Sunny looked in the sack. She looked over at Wesley and smiled like a kid opening a Christmas present. “Really?” She pulled out a bagel and took a bite. “It’s been a long time since I’ve had one of these.”

“Hey Sunny. I have an idea. How would you like to sing for me. I noticed the piano was out in front of the second hand store. How about you sing me a song or two?”

“Oh I don’t know. It’s been over a year since I sang last. I’m not sure if I still have the voice for it. It might be fun to find out though.”

“Great, let’s go.” Wesley got up and Sunny followed after him. As they walked she began to open up about her past and how she missed the music scene. When they got to the piano Wesley took a seat. He stroked a few of the keys. It was still out of tune.

“I’m not sure if this is a good idea,” commented Sunny as she began to have second thoughts.

“I was rusty when I sat down at this piano for the first time,” replied Wesley. “I didn’t let that stop me. Pick a song.”

Sunny picked a classic jazz number she knew well. Wesley knew it and began to play. He played for a full minute before he stopped. Sunny hadn’t sang a note. “Come on Sunny. You can do this.” He started playing again. To his surprise, a smooth and mellow voice he never would have expected came out of Sunny’s mouth. She made it through the whole song. “That felt good.
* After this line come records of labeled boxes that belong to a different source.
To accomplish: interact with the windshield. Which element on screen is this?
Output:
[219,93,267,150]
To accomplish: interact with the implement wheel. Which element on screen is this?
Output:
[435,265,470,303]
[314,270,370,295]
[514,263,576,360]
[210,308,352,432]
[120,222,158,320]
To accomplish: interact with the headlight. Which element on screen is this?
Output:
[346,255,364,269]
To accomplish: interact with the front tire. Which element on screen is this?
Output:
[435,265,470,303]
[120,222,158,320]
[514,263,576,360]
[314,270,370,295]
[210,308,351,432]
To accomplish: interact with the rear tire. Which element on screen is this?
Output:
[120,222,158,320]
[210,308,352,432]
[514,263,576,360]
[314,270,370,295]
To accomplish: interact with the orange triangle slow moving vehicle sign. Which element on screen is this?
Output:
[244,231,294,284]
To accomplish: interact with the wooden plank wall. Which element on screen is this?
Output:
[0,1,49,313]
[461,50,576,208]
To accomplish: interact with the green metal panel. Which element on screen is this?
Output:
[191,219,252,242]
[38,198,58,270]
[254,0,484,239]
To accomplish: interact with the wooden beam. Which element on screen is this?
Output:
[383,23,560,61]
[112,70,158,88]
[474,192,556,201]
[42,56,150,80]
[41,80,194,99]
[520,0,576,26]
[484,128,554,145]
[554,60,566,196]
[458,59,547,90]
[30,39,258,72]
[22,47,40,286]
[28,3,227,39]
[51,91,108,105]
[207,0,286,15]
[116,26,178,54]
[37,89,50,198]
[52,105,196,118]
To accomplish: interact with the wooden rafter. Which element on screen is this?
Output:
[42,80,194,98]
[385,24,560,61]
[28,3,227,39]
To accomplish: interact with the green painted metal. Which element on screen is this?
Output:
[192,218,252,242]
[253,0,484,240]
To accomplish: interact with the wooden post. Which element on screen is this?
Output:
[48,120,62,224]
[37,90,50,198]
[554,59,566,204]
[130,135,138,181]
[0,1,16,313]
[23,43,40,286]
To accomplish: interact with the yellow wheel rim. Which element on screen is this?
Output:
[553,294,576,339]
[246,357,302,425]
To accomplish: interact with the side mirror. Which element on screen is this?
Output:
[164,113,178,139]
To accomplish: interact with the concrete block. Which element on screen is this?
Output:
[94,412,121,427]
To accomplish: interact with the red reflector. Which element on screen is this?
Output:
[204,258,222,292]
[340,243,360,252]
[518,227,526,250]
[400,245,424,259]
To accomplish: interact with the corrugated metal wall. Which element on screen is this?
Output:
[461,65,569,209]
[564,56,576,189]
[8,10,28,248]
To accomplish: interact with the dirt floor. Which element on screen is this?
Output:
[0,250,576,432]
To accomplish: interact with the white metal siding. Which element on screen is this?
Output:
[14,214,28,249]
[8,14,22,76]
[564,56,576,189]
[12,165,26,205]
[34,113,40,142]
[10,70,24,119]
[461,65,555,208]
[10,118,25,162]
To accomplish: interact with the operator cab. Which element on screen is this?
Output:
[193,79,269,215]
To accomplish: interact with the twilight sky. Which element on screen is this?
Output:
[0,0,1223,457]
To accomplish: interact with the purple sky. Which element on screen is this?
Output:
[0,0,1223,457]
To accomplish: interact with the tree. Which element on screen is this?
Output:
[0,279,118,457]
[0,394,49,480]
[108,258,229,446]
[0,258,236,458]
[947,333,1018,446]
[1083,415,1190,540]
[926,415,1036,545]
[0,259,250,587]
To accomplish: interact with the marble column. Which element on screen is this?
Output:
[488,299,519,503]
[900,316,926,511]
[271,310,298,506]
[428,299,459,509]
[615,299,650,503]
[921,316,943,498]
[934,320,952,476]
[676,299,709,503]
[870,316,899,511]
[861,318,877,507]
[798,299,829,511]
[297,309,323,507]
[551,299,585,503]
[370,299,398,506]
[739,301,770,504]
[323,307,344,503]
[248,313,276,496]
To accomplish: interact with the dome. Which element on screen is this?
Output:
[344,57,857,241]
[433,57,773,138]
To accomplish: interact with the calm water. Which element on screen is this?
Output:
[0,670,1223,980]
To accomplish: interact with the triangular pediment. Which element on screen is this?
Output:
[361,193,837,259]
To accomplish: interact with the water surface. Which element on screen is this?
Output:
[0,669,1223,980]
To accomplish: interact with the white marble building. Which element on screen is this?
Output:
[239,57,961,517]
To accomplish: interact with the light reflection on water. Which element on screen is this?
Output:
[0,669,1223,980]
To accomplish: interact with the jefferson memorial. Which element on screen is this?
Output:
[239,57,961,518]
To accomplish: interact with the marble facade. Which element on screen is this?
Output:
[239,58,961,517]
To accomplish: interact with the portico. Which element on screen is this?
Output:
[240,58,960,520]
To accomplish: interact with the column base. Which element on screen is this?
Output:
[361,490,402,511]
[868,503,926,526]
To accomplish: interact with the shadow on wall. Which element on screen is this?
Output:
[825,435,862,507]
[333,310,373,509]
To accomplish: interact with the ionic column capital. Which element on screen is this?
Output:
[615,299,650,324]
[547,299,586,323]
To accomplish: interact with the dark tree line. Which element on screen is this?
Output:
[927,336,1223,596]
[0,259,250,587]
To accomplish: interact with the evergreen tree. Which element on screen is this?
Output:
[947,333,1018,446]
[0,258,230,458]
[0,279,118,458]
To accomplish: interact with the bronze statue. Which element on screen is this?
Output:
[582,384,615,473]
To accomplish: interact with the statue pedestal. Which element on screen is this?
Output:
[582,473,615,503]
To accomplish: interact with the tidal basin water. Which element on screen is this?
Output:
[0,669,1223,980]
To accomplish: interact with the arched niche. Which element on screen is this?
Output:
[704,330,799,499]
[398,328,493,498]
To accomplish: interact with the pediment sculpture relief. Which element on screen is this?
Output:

That felt real good.”

“I’m impressed. Pick another?” Suggested Wesley.

When they had finished several people clapped and handed Sunny a few dollars. She couldn’t hold her emotions back and she began to cry. “I hate my life. I hate what I’ve become. I don’t know how to get out of this mess I’m in.”

Wesley understood all too well what Sunny was feeling and now he was more determined than ever to give her a hand. A bag of bread wasn’t going to be enough.

They walked into the second hand store. The owner had heard Sunny singing and offered her a set of new clothes and a clean blanket. “That was some great singing. You could be a pro,” he commented.

“I am,” replied Sunny. She glanced over at Wesley who didn’t hesitate to agree with her.

After they left the store they walked back toward the bench. As they walked they agreed to meet back at the piano the following morning at around noon. The lunch crowd would be walking by and the tips would be more plentiful. “In fact, I’ll come back here in the morning and we’ll get some breakfast first,” suggested Wesley.

Sunny liked the idea. Before they got to the bench they walked past a liquor store. Sunny stopped. “If you want a bottle you’ll have to get it yourself. I’m not stepping foot in there.”

Sunny went into the store and soon came back out with a bottle of sparkling soda. “That’s non alcoholic,” remarked Wesley.

“I know. I want to be at my best for tomorrow,” replied sunny.

Wesley was impressed but dubious about her stamina. When they got to the bench they said their goodbye’s. Wesley promised he would be back bright and early.